Japan Geoscience Union Meeting 2025

Presentation information

[J] Poster

S (Solid Earth Sciences ) » S-TT Technology & Techniques

[S-TT41] Seismic monitoring and processing system

Fri. May 30, 2025 5:15 PM - 7:15 PM Poster Hall (Exhibition Hall 7&8, Makuhari Messe)

convener:Yusuke Tomozawa( KAJIMA Corporation), Hisahiko Kubo(National Research Institute for Earth Science and Disaster Resilience)

5:15 PM - 7:15 PM

[STT41-P08] Research on improving the effectiveness of data ubiquitous on the Internet
~Topic analysis of SNS information during disasters using BERT~

*Ryoma Tachibana1, Ryohei Suzuki1, Masahiro Ooi2, Kazuhiro Kikuma1 (1.Nihon University College of Engineering, 2.National Research Institute for Earth Science and Disaster Resilience)
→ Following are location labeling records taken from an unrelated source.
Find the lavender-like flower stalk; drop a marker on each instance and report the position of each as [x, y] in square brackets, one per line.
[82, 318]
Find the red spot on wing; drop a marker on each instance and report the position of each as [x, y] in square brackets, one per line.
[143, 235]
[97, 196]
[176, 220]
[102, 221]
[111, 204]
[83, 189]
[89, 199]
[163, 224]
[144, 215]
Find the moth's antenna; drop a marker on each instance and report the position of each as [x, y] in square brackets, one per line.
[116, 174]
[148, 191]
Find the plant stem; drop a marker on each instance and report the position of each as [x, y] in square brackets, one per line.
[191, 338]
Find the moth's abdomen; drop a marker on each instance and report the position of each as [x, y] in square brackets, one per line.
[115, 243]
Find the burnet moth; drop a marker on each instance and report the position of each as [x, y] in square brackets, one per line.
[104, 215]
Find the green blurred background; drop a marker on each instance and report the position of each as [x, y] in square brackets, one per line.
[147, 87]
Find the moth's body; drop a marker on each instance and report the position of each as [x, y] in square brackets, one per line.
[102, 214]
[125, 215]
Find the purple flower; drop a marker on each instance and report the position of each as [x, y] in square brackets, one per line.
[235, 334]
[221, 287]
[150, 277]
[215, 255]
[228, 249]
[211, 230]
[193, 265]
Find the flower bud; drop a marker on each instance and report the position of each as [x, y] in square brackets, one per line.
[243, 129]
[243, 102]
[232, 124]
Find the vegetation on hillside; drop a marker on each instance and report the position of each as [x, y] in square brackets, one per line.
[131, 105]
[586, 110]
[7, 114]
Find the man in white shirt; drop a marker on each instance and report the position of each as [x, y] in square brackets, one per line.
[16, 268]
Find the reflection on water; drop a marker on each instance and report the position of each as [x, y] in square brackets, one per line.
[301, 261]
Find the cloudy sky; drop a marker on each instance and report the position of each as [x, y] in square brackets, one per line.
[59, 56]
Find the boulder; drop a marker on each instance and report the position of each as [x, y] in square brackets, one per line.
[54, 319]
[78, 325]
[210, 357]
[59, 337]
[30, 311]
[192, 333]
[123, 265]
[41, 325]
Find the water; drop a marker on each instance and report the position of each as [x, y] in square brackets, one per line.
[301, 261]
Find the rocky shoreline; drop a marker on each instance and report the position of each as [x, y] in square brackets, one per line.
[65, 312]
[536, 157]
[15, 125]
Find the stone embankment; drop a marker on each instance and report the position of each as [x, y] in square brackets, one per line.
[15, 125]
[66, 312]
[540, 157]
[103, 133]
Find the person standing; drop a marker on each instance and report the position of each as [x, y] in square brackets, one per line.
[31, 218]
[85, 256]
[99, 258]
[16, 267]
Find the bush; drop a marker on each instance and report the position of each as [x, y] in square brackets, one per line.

Keywords:Training Scenarios, allocation information, BERT

1. Introduction
We aim to enhance information value by aggregating vast internet data (sensor, activity logs, location, SNS) and extracting useful insights. As an example, we are developing an automated method for generating disaster training scenarios for earthquakes and tsunamis.

2. Proposed Method
2.1 Issues in Scenario Creation
Creating training scenarios for tabletop exercises requires a significant amount of time and necessitates creators with expertise in predicting "damage situations" and "social impacts" based on regional characteristics. Due to these challenges, regularly creating new training scenarios is difficult (Kubo et al., 2020).
To address this issue, our research proposes a method for automatically generating training scenarios using generative AI based on a disaster information database.
2.2 Information Collection and Topic Classification
SNS contains a wide variety of information, making it challenging to efficiently extract useful disaster-related information. Therefore, this paper proposes a method utilizing a BERT model to classify collected information by topic.
The proposed method consists of the following steps:
(1)Collecting SNS data
(2)Creating a training corpus
(3)Training classification using BERT
Figure 1 illustrates the overall flow of the proposed method. In this study, we focus on classifying posted data using BERT (highlighted in red). Ultimately, we aim to create a disaster information database that organizes classified data in chronological order, enabling an understanding of human movements and disaster progression.

3. Experiment and Evaluation
The proposed method was applied to the Noto Peninsula earthquake that occurred on January 1, 2024. For SNS data collection, we gathered 2,500 posts containing at least one of the keywords: "earthquake," "Noto Peninsula earthquake," "tsunami," "collapse," "landslide," or "disaster," from January 1 to January 8, 2024.
We manually assigned topics to these posts to create a training corpus. The topics were determined subjectively by reading the content of the posts, resulting in ten different topics. We then trained the model using labeled data and evaluated its classification accuracy using test data. The evaluation method involved measuring topic-wise accuracy to assess performance.

4. Results and Discussion
Training with 1,999 samples, we tested 501 cases, achieving 406 correct predictions. Table 1 shows accuracy per topic.
Topics like "opinions (86.6%)" and "prayers (94.5%)" had high accuracy due to distinct words and patterns easily learned by the model. The "earthquake" topic (80.6%) included structured phrases like "Seismic intensity 6 earthquake in [location]," allowing for higher accuracy. This suggests that the model recognized "seismic intensity" as a key term in classifying earthquake-related posts. However, topics such as "support (27.2%)" and "landslide (0.0%)" performed poorly due to ambiguous contexts, similar vocabulary across topics, and limited training data.
Figure 2 illustrates some misclassified cases.
The "damage" topic included words like "tsunami," "fire," and "collapse," making classification difficult. Similarly, the "landslide" topic was sometimes confused with general weather reports, making accurate classification challenging.
These results indicate the need for expanded training data, better distinguishing keywords, and improved context recognition to enhance classification performance.

5. Conclusion
We proposed a BERT-based method for classifying SNS disaster data, essential for automatic training scenario generation. Some topics had low accuracy, requiring data balancing and better feature extraction. Misinformation filtering is also needed.
Future work includes enhancing classification accuracy, structuring data chronologically, and refining automatic scenario generation with generative AI.